JustNik

Indexing dates in a sortable format in Umbraco version 8

Umbracologoblue05

This is a quick guide on modifying the External Examine index in your Umbraco v8 site. The aim is to index dates in a sort-able fashion instead of the default text format. It uses a few new concepts due to vast changes between Umbraco v7 and Umbraco v8 as well as the improved Examine 1.0 release.

This guide will cover the use of Components and Composers to hook into the Umbraco start up process. It will take advantage of the built in Dependency Injection in order to access Umbraco services, and finally it will hook into the new TransformingIndexValues event in order to manipulate the data being saved to the index.

Getting set up

This guide has been created using Umbraco v8.1.4 and the default starter kit. On top of this, the "BlogPost" document type has been extended to add an Article Date property of type DatePicker. As the default mode for Models Builder is PureLive, it has been left this way, although this does mean that we don't get some of the niceties available in other modes.

Creating the Component

The first thing to create is the custom Component. This is possibly the most important element of this guide as it contains all of the indexing logic that will manipulate the index as well as the data being stored in it.

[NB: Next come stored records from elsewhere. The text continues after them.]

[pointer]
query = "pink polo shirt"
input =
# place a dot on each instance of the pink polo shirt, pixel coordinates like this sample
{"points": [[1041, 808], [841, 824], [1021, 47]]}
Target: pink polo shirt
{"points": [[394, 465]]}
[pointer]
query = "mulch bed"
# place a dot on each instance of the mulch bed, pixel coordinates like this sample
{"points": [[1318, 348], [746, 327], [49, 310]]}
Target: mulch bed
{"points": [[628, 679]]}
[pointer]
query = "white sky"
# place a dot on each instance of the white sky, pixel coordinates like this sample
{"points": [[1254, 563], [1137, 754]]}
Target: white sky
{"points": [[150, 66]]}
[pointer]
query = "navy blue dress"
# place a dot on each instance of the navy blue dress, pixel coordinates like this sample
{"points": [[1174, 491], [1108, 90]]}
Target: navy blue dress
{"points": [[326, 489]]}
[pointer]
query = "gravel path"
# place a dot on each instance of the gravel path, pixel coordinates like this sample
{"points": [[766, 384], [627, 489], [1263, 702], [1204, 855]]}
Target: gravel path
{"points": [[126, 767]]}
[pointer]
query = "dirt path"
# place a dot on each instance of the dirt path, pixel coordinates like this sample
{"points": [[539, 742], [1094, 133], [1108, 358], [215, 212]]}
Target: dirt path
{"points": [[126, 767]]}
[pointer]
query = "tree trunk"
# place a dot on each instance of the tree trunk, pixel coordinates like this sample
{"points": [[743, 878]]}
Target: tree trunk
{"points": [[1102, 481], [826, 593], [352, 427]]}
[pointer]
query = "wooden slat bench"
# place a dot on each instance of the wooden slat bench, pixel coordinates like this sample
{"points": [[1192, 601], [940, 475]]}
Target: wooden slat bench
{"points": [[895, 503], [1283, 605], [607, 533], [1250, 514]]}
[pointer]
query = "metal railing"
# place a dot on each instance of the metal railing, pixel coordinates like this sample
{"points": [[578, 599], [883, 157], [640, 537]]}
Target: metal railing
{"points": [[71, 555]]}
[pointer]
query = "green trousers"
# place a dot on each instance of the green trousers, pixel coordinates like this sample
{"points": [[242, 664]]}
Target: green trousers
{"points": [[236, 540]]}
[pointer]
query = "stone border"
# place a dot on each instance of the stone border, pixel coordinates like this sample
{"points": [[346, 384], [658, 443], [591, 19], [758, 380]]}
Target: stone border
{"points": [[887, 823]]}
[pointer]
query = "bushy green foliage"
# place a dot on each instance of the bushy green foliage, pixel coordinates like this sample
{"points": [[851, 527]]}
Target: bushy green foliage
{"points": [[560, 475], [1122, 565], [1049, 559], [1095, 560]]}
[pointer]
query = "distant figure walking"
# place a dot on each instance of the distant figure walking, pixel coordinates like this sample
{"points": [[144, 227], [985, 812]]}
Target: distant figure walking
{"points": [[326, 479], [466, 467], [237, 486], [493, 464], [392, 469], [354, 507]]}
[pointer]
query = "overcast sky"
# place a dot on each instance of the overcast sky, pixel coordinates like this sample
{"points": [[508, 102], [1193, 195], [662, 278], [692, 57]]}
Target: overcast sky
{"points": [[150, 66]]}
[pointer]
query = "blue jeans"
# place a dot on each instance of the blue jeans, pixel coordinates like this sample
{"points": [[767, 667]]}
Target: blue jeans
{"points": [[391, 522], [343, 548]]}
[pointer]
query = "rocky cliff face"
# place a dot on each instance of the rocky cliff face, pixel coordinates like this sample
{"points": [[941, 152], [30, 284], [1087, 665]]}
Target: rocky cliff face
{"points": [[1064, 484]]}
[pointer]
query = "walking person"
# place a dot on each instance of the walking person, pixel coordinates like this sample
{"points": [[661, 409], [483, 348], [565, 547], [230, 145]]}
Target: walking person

In Umbraco the old ApplicationEventHandler class from v7 was removed and replaced with Components and Composers in v8. These work together, along with the DI framework to build up the Umbraco application. Details on this aren't the focus of this post, but I highly recommend reading the documentation in order to understand more about it.

First off, we will create a new class called IndexerComponent and this will inherit from IComponent. Due to the interface it must contain 2 methods, Initialize and Terminate, although we won't actually be putting any code in the Terminate method. This empty class looks like this:

using Umbraco.Core.Composing;

namespace ExamineIndexing.ExamineHelper
{
    public class IndexerComponent : IComponent
    {
        public void Initialize()
        {
            
        }

        public void Terminate(){}
    }
}

Now we have an empty class we need a few things and the best way to get them is by telling the application we need them. How you ask? Well now that v8 has Dependency Injection (DI) in the core, we take advantage!

To do this we need to add a constructor to our class and tell it what we are expecting. In this case we need the Examine Manager, the Umbraco Context Factory, and a Logger for logging error messages. Once we are given these we also need to store them somewhere we create some read only internal fields to keep these objects.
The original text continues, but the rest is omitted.